How does your software allow you to manage the ‘right to be forgotten’?
The right to be forgotten is more formally known as the ‘right to erasure’ in GDPR. It means that when an individual requests for you remove or stop processing their personal information, you must be able to do it within 30 days of their request.
It all comes back to the focus of GDPR being to enhance the rights that individuals have over their personal information and data.
Therefore, like when managing the ‘right to access’ for your data subjects that we discussed in part 1 of this series, you must also be able to comply with any requests for erasure free of charge unless you can demonstrate that the request is ‘manifestly unfounded’ or ‘excessive’.
Can I refuse a request to be forgotten?
GDPR does set out a number of instances where an organisation can refuse a request by an individual to be forgotten – for example, if your processing of their information relates to exercising the freedom of expression, or if you’re complying with legal obligations.
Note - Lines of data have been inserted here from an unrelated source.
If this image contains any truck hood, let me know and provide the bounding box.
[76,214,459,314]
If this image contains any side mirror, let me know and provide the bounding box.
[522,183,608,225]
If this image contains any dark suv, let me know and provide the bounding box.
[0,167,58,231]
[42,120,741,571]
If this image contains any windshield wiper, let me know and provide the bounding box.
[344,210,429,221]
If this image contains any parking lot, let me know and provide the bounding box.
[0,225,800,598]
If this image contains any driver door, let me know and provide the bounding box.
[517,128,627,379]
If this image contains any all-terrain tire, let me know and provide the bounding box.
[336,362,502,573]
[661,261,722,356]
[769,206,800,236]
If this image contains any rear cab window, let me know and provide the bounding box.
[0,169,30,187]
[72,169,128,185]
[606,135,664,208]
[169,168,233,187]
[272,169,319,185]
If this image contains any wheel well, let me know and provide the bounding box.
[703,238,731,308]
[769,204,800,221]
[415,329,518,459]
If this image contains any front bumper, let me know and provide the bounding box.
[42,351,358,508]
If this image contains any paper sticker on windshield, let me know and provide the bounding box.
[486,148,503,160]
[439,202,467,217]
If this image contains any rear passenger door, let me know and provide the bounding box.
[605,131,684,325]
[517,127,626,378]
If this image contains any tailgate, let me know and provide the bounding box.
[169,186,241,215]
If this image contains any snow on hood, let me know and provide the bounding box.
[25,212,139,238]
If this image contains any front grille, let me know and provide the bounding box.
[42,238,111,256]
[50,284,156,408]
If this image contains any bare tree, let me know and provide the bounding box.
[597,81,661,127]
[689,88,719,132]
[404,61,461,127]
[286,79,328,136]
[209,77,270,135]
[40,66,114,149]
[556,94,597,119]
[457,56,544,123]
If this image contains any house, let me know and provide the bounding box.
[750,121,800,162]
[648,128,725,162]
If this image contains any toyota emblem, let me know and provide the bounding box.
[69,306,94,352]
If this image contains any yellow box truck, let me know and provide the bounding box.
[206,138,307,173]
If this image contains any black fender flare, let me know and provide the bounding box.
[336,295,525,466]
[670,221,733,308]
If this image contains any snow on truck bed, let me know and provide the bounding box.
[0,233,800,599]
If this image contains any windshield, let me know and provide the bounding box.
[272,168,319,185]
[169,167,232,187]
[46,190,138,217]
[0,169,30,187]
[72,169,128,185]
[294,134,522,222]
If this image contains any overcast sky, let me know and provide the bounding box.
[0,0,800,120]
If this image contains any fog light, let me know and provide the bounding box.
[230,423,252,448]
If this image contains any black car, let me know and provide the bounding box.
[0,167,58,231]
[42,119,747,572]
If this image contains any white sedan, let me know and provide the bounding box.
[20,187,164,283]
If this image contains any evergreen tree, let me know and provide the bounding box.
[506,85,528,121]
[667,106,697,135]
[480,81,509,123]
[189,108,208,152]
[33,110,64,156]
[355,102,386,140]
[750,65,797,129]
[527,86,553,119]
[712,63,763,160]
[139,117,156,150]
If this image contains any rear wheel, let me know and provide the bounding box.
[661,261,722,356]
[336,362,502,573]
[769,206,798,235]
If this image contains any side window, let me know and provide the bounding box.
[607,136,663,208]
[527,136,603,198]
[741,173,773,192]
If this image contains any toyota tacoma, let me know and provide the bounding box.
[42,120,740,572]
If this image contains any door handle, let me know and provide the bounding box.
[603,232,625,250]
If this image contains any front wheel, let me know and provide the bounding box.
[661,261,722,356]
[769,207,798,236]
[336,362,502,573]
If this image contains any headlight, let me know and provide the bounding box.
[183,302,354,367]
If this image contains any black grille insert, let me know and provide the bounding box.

A full list of reasons is available on the Information Commissioner’s Office website.
That shouldn’t be an excuse for complacency though, as it’s likely that most of the processing you do will not be covered by these exemptions.
So when does the right to be forgotten apply? For the most part, it will be when you’re processing an individual’s personal information with consent as your lawful basis for doing so (for example, if you’re marketing to that person).
It will also apply if you started processing or storing someone’s personal information with legitimate interests as your lawful basis for processing (such as fulfilling a customer’s order or investigating a complaint), but at the time you receive the request to be forgotten, those legitimate interests are no longer relevant or you cannot identify any overriding legitimate interests that would justify your refusal of the request.
The problem with ‘deleting’ personal information in order to ‘forget’ it
As far as the personal information contained in your software or database packages is concerned, you might think that complying with an individual’s request to be forgotten is as simple as hitting the ‘delete’ button for their record(s).
In some cases, this may well be true and it’s an easy job done. However, before settling on this as your approach to handling requests to be forgotten, it’s worth looking at whether simply deleting records has any further implications in your software.
The trick is identifying how best to meet your obligations for complying with the right to be forgotten without impacting the value of other non-personal information and data you have in your software.
For example, if you’re using a CRM package to manage your sales process, you should investigate whether deleting an individual’s record will also delete records of activity associated with it – such as conversations, quotations, order history or other points of contact.
Of course, you may have to remove some of this information as part of processing the request (specifically, if those records also contain personal information). But you should also check if this will consequently affect your top-level statistics and reports, such as those used for measuring any of your key performance indicators.
A better way to manage the right to be forgotten?
If deleting records outright will negatively impact the overall benefits that you get from your software, then it would be worthwhile looking into other options for managing requests to be forgotten.
One of these options would be seeing if your software contains options for anonymising records of personal information. This would mean having the ability to remove or permanently mask all the personal data in your records, while any other details on that record will stay untouched.
On the proviso that you will not be able to identify the person through the remaining information after you’ve anonymised the record, in many cases anonymization will be preferable to straightforward deletion.
However you choose to fulfil to requests to be forgotten, importantly, the options that are available to you in your software will depend on how your supplier has designed and structured the database that operates in the background.
For instance, if you do choose to remove rather than anonymise records, you should try to find out what your software does in the background when it ‘deletes’ something: does it actually delete it, or does it just hide it from your view? This matters as it may determine if information could accidently be recovered from by someone who wasn’t aware it was removed following a request to be forgotten.
What goes on in the background of your software may not be entirely obvious from what you see on your screen, so it would be worthwhile getting as much information as you can from your software providers before planning your procedure for requests to be forgotten.